Tuesday, April 8, 2008

NEW JERSEY: AMERICA'S G SPOT

Kathy G over at the G-Spot is my favorite new entrant into the crowded blogosphere. Though I couldn't pick her out of a lineup, anyone who writes knowledgably about economic inequality, Joan Crawford, and Republicans who barbecue dogs all in the same week deserves the widest readership possible. Even better, Kathy G shares my perverse fascination with New Jersey, arguably the most interesting state in the U.S., politically, economically, socially, spatially, ethnically, and racially. And I say this as someone who was not born in the Garden State, who watched the Sopranos on bootleg videos way too late, and who attended his first Bruce Springsteen concert just three years ago, in the best venue ever, the Atlantic City Convention Center, thanks to the inveigling of the uber New Jersey historian and over-caffeinated cultural critic Bryant Simon. Though I wouldn't want to live there, NJ is a great place to spend an afternoon. Last summer, I traipsed through Newark with my kids (yes, they liked it). Admittedly we had the whole New Jersey Historical Society to ourselves, but it's well curated and worth the stop. We rode the subway, ate ice cream to the tune of Brazilian drummers, and had lunch in one of the dreariest diners that I have ever set foot in. For those accustomed (like me) to blasting through the Garden State at 70mph (alas, I got a ticket for speeding there last summer), I recommend veering off the Turnpike for a lunch stop in Plainfield, a marvelously diverse town home to Jim McGreevey, but better yet some of the best Guatamalan food in el Norte. And for a romantic getaway (yes, that's possible in New Jersey), check out Frenchtown, an old mill village along the Delaware about halfway between New York and Philly, a low-key alternative to nearby Lambertville and New Hope.

3 comments:

Pete Jones said...

So it seems NJ/NYC>PA>OH>Detroit, in terms of urban/economic developments and according to some of your recent posts. Why is it that New York/New Jersey can come out of the post-industrial age and brush the rust off while cities like Baltimore and Detroit continue to decline?

Brian said...

as someone with the opposite new jersey pedigree - born in south jersey, BA through PHD in New Brunswick, lived at the jersey shore (Asbury park, yet i have no springsteen experiences), and spent a year in princeton, i conur with your view - lots of interesting things to see, newark is fascinating, yet i wouldn't want to live there again.

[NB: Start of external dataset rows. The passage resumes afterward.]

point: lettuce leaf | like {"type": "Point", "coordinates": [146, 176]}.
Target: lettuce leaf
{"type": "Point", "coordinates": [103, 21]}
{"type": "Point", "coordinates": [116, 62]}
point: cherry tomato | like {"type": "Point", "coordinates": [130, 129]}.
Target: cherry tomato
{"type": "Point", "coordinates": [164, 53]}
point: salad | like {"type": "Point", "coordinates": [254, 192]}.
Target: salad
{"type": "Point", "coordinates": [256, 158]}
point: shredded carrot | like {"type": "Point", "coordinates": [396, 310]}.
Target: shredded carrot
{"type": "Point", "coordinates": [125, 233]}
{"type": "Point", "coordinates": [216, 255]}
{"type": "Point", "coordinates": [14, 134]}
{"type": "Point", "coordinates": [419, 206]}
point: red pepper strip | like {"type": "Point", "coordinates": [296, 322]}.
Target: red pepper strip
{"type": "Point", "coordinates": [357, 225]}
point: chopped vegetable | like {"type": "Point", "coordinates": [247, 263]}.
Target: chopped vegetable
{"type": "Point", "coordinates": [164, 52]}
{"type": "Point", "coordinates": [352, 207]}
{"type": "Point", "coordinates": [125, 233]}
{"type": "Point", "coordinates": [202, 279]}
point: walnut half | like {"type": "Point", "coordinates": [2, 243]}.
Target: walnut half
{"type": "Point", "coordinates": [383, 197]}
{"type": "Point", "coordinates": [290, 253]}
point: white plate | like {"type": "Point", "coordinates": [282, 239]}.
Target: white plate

as to the above comment, it seems like new york and new jersey go in two directions. in new jersey the urban areas, almost without exception, are key sites of deindustrialization, postindustrial urban decline, and failed reviatilzation attempts, with Camden and Newark being the primary examples, but Elizabeth, Patterson, Asbury Park, atlantic City, etc. also exhibiting similar conditions. yet, the state as a whole does not suffer in the same ways as rustbelt cities in large part because it is located between two of the largest metropolises in the country. the transition to the postindustrial economy - based in both service and knowledge production - is facilitated by new york and philadelphia in ways that midwestern cities, and arguably even baltimore, are not.



by the way, this is a great blog tom. maybe we will bump into each other in mt. airy.